Ibarat padi semakin berisi semakin tunduk, demikianlah orang
yang semakin pintar semakin rendah hati. Prinsip yang sama
seharusnya berlaku pada para hamba Tuhan. Semakin banyak
dipercaya melayani, seharusnya semakin rendah hati untuk belajar
agar dapat melayani dengan lebih baik. Sayangnya, tidak banyak
pemimpin Kristen yang mau diajar karena merasa gengsi dan sudah
tahu segala sesuatu.
Jarang kita jumpai pemimpin seperti Apolos. Ia seorang terpelajar
akan agama Yahudi dari Aleksandria. Waktu itu, kota Aleksandria
merupakan pusat agama Yahudi di Mesir. Apolos menguasai
Perjanjian Lama dengan baik dan ia pandai mengajar (ayat 24).
Setelah menjadi Kristen, ia dengan bersemangat mengabarkan Injil
kepada orang-orang Yahudi (ayat 25). Ia seorang pemimpin yang
cemerlang. Namun, Apolos juga rendah hati. Ia bersedia diajar
oleh Priskila dan Akwila, pemimpin umat di Efesus, supaya
semakin mengenal kebenaran. Bukan hanya bersedia diajar, ia juga
bersedia diutus untuk praktik pelayanan di Akhaya (Korintus)
bagaikan mahasiswa teologi yang sedang PKL (ayat 26-27).
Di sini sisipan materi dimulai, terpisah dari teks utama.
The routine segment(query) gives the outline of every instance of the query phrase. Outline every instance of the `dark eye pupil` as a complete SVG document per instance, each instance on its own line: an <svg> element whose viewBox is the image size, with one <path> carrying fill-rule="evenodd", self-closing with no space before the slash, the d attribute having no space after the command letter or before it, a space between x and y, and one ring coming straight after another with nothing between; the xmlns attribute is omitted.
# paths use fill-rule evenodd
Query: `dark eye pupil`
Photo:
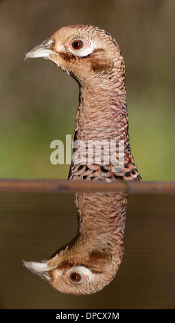
<svg viewBox="0 0 175 323"><path fill-rule="evenodd" d="M71 280L75 282L79 282L81 279L80 275L78 273L71 273L69 277Z"/></svg>
<svg viewBox="0 0 175 323"><path fill-rule="evenodd" d="M82 47L82 42L81 41L74 41L72 43L72 47L74 49L80 49Z"/></svg>

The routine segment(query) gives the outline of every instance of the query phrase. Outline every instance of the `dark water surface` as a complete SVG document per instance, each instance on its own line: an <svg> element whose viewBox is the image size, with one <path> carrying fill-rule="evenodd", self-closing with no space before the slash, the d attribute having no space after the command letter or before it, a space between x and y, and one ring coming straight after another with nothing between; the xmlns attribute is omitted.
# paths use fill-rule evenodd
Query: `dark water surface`
<svg viewBox="0 0 175 323"><path fill-rule="evenodd" d="M95 294L61 293L22 266L48 258L77 233L74 194L0 192L1 309L174 309L174 195L128 196L124 252Z"/></svg>

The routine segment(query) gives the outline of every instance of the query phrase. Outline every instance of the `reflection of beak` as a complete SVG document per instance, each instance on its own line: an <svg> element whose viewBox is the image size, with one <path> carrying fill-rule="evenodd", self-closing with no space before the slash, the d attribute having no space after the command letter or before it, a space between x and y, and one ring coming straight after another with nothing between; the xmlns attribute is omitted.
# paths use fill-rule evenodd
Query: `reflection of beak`
<svg viewBox="0 0 175 323"><path fill-rule="evenodd" d="M38 44L27 52L24 55L24 60L27 58L36 58L43 57L44 58L49 58L51 54L58 55L56 52L50 49L51 46L54 45L54 41L51 38Z"/></svg>
<svg viewBox="0 0 175 323"><path fill-rule="evenodd" d="M22 260L23 265L25 268L29 269L32 273L37 275L47 282L52 280L52 276L49 274L52 269L56 268L56 266L48 266L47 263L36 263L35 261L25 261Z"/></svg>

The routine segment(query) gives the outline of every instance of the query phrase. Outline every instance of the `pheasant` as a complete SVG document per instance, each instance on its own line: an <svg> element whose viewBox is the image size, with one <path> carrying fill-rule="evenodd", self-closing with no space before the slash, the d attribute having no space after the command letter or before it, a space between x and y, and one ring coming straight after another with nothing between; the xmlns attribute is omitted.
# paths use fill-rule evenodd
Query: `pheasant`
<svg viewBox="0 0 175 323"><path fill-rule="evenodd" d="M38 57L52 60L79 85L69 179L141 181L131 153L125 64L115 40L97 27L67 26L30 49L24 59ZM102 144L100 159L95 158L93 146L89 149L94 142ZM124 143L122 168L113 162L119 160L120 142Z"/></svg>
<svg viewBox="0 0 175 323"><path fill-rule="evenodd" d="M115 40L97 27L67 26L30 49L24 58L38 57L52 60L79 85L69 179L141 181L129 140L125 65ZM106 160L111 141L115 144ZM102 142L101 159L99 151L97 158L93 149L89 153L92 142ZM124 143L122 167L113 162L115 157L119 160L120 142ZM101 290L117 272L124 251L127 195L82 193L75 194L75 201L77 236L47 260L23 263L60 291L84 295Z"/></svg>
<svg viewBox="0 0 175 323"><path fill-rule="evenodd" d="M88 295L108 285L121 265L127 196L77 193L75 203L77 236L49 260L23 263L62 293Z"/></svg>

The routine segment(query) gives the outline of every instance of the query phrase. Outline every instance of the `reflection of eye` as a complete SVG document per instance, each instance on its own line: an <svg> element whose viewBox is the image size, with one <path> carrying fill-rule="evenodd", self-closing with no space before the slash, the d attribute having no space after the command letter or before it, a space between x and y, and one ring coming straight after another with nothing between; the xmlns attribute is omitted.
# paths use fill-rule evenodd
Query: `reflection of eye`
<svg viewBox="0 0 175 323"><path fill-rule="evenodd" d="M83 42L80 39L76 39L75 41L73 41L71 43L72 48L73 49L80 49L82 47Z"/></svg>
<svg viewBox="0 0 175 323"><path fill-rule="evenodd" d="M73 272L70 274L69 278L71 282L79 282L81 280L82 277L80 274Z"/></svg>

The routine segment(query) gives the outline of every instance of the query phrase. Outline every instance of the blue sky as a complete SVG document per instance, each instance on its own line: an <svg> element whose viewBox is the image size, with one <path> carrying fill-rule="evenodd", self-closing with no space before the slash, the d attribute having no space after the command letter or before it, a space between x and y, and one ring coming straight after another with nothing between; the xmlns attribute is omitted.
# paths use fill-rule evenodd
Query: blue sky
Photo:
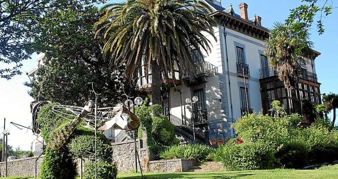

Kesediaannya untuk diajar menghasilkan sukacita umat Tuhan. Hal
ini terbukti dengan kehadirannya yang menjadi berkat bagi jemaat
Korintus. Dengan bekal pengajaran yang benar dan dengan penuh
semangat Apolos mengajar dan memberitakan Injil kepada
orang-orang Yahudi (ayat 28).
Sikap rendah hati dan mau belajar adalah kunci pertumbuhan rohani
anak Tuhan agar dapat dipakai-Nya memberitakan kebenaran. Gereja
harus menyediakan wadah atau memberi kesempatan bagi para hamba
Tuhan untuk belajar memperlengkapi dan meningkatkan diri agar
pelayanan mereka efektif. Setiap hamba Tuhan juga harus selalu
memelihara kerinduan bersedia dibina dan diajar agar
pelayanannya mampu menjawab kebutuhan umat di dunia modern ini.
Renungkan:
Pengajar kebenaran yang efektif adalah murid Kristus yang tidak
berhenti belajar pada-Nya.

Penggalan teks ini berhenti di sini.